Viewers of Lionheart, Wide Awake, and History Channel films will find that this Witnessing History film has all the best features of those and more. In production, visuals, maps and graphics, Witnessing History films are well served by High Impact Productions. Both are based in Lexington, Kentucky. The high definition quality is so fine that CWL saw uniform buttons standing out from the wool. The maps are dynamic and not static; their moving graphics are necessarily frequent and interesting to watch. Particulary striking are the maps that involve the placement of the Army of Northern Virginia's divisional hospitals on the battlefields. The film's attention to such details regarding the wounded, their transport, and their voices is one of the more rewarding of the many fine characteristics in the script.
Thankfully the film is not all reenactors all the time. Among many other places, Brown takes the viewers to Black Horse Tavern (Pickett's division's hospital), Monterrey Pass, Williamsport Landing and even the aqueduct that Ewell's corps used to reach the pontoons that crossed the Potomac. For the most part, though frequently used, the the reenactor segments are short and not heavily relied upon. CWL spotted only two women in the Confederate rank and file. The film shows roads used by Lee's immense wagon trains and the key sites where those wagon trains were attacked by Union cavalry. Lee established defenses that did not always delay or defeat the advances of General Meade's forces. Mountain passes and Potomac River crossings are featured both in ground and aerial shots. The film uses black and white photographs and color film to compare and contrast the terrain with a 'then and now' view.

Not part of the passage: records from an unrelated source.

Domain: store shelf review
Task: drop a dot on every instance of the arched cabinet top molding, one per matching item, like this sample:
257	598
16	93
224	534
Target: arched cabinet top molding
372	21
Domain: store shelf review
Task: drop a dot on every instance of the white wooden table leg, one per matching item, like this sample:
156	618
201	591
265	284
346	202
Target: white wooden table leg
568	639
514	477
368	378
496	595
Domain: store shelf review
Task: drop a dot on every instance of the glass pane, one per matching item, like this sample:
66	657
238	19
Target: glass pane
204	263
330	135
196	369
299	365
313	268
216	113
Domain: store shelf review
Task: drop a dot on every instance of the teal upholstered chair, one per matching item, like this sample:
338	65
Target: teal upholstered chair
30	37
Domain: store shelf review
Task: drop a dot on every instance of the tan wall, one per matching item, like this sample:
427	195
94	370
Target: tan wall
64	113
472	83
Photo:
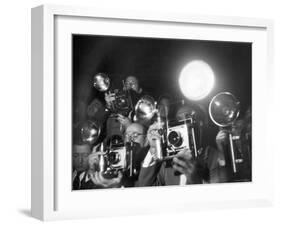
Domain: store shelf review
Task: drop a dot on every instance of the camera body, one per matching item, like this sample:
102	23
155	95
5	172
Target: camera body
122	103
178	136
117	158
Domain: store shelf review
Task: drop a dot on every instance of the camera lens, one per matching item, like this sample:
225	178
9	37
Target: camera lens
175	139
113	157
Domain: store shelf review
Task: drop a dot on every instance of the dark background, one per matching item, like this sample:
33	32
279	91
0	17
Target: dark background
157	64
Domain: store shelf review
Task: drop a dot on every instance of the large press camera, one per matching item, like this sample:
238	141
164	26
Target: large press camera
181	136
121	102
224	110
118	157
176	134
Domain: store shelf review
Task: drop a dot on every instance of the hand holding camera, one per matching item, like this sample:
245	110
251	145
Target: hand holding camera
109	99
124	121
184	163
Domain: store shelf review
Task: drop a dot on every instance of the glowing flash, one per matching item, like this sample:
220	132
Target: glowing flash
196	80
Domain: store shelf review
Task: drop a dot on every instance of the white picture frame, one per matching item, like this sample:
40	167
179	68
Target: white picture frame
51	193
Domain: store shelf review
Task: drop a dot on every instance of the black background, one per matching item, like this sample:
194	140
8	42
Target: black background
157	64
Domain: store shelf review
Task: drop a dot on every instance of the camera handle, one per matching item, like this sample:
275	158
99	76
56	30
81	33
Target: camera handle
232	153
193	139
131	158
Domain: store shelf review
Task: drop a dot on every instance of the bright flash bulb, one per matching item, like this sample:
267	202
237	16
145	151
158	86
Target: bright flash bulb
196	80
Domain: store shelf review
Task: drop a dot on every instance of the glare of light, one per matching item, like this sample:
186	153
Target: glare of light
196	80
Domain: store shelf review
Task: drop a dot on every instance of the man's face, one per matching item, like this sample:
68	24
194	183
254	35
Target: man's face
132	83
135	133
80	156
94	107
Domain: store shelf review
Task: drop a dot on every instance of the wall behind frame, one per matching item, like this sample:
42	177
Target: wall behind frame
16	105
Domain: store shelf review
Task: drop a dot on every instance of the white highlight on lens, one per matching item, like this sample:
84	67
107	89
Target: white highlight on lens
196	80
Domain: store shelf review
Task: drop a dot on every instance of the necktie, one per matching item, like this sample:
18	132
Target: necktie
76	182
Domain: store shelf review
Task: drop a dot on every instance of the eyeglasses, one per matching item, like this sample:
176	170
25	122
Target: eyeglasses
133	136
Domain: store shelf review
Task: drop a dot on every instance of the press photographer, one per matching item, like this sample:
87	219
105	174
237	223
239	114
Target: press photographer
123	169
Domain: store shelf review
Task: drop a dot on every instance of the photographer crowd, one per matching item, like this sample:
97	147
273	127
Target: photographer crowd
128	139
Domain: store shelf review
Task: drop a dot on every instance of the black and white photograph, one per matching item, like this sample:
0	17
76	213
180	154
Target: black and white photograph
160	112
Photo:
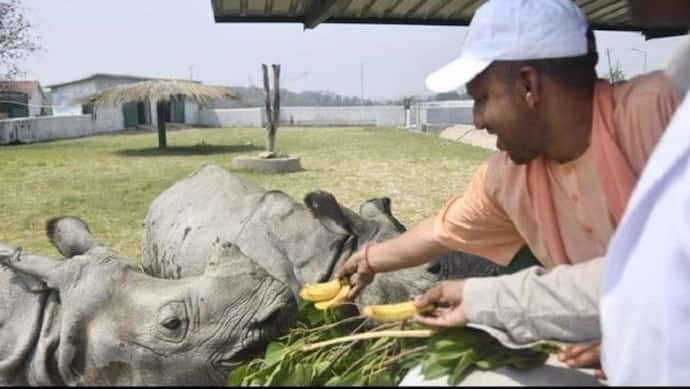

Retreat from Gettysburg; Lee, Logistics and the Pennsylvania Campaign is suitable for both the beginning student of the campaign and the immersed reader. Having read the book, CWL thoroughly enjoyed the film. The music is new, appropriate and symphonic. The script's attention farm hospitals, ambulances, pioneers, pontoon building, the immense wagon train of wounded, the herd of 50,000 livestock, and the constant battling of the Union cavalry is satisfying. The voices from diaries and letters ring out. Certainly this is not a 'one watch and then on the shelf' DVD. CWL will return to Brown's and Witnessing History's current and effort and to those forthcoming, in particular this fall's release on the history of bourbon in Kentucky.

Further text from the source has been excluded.